I’m totally cool with that provided it’s not easy enough that another App Store is able to become a de facto necessity via that install method. The current official side-loading methods are almost good enough to suit the case of power users running a few custom apps from outside the store. If there’s a way to take off the time limits and not open up the possibility of the above scenario, that’d be wonderful. I have a couple non-App Store apps I’d put on mine, in fact.
Fortnite is a game, but the lawsuit only uses Fornite as a concrete example of what Apple is doing. Epic Games if fighting for everyone--all app developers and ios users.
Its a monopoly for developers. As a company you can not not use the app store because half of your customers are there and very few companies can afford to give up half of their customers.
I personally don't like Apple and will never buy an Apple product, but I fully agree. People who buy Apple products are perfectly fine with the way Apple restricts their platform. If you don't like this as a developer, then just leave and stop developing for iOS.

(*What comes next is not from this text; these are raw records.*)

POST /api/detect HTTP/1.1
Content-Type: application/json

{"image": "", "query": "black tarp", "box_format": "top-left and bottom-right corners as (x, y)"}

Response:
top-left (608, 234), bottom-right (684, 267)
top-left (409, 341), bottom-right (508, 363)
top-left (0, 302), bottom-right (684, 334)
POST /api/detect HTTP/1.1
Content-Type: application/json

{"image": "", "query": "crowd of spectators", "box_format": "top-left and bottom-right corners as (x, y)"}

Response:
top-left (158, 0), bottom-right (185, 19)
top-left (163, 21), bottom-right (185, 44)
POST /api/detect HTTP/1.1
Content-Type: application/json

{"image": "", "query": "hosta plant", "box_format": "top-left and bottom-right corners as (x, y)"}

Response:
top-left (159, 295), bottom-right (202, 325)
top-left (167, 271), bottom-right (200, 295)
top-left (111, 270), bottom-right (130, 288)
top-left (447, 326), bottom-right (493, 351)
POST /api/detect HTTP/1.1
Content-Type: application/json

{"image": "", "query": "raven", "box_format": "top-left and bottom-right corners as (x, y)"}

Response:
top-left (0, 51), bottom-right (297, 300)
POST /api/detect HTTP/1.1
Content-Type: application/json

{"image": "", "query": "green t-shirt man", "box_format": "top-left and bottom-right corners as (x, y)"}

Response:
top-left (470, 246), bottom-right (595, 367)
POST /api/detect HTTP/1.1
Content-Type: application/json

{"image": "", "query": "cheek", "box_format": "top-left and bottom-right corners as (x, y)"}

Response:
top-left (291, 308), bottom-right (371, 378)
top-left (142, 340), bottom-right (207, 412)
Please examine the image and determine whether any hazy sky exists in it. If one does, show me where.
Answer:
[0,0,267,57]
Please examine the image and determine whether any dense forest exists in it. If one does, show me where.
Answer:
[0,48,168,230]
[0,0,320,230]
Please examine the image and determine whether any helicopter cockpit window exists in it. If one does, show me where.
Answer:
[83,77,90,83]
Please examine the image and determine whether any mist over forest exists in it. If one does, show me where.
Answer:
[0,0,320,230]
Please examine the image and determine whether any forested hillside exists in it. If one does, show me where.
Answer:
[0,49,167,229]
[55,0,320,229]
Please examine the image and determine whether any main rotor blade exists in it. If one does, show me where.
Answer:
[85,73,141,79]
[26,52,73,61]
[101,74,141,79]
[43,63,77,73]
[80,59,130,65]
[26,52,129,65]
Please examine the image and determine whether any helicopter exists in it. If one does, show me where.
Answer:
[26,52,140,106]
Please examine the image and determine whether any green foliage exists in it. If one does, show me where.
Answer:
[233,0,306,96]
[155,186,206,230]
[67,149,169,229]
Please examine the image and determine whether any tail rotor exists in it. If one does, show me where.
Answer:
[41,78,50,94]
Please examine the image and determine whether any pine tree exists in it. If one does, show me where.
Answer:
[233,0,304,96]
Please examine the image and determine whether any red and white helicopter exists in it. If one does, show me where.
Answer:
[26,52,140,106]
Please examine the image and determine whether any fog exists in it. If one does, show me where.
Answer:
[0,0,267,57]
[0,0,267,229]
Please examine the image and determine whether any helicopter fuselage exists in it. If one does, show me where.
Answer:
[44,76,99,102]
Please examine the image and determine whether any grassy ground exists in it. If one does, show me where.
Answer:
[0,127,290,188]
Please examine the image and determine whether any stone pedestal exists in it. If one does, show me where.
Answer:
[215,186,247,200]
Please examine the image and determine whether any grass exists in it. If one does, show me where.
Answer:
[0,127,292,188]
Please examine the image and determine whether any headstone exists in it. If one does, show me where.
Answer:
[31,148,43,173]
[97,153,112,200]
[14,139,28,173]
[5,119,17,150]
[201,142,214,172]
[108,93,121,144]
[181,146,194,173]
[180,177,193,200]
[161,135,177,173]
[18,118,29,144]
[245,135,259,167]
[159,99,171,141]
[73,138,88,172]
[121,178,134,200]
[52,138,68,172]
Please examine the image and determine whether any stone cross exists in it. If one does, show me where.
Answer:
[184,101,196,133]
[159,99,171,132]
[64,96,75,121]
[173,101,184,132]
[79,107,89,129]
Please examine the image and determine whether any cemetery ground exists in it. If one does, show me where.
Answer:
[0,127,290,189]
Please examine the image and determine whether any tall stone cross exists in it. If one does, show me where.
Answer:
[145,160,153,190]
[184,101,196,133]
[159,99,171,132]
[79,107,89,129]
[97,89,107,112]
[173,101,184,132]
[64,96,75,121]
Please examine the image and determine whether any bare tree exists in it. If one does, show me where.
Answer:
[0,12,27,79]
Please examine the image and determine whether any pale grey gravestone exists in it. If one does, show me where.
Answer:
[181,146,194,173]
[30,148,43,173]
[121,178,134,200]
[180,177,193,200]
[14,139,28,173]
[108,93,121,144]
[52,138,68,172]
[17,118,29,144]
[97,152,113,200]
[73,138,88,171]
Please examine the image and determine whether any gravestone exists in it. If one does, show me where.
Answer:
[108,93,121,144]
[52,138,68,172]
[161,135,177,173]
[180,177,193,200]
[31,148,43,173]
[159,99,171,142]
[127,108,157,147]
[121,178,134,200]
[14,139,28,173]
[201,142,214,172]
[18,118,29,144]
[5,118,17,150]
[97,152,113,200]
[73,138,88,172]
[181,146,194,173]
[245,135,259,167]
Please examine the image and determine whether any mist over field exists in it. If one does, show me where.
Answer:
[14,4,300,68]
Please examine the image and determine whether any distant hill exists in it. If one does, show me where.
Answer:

A single big company doing this just to cut down on some fees just reeks of greed.
It is not a single company, Google also kicked Fortnite, and it has been a thing in game consoles, car infotaiment systems, pre loaded apps on TV settop boxes and blue-ray players,....
The world is unfair, no one is expected to do charity for developers.
We are not a special snowflake job that isn't expected to give others the necessary payments to keep the whole chain working.
For most business that is not a choice. If you are making a utility or game then maybe, but can a company like uber decide that they will only be available to android users?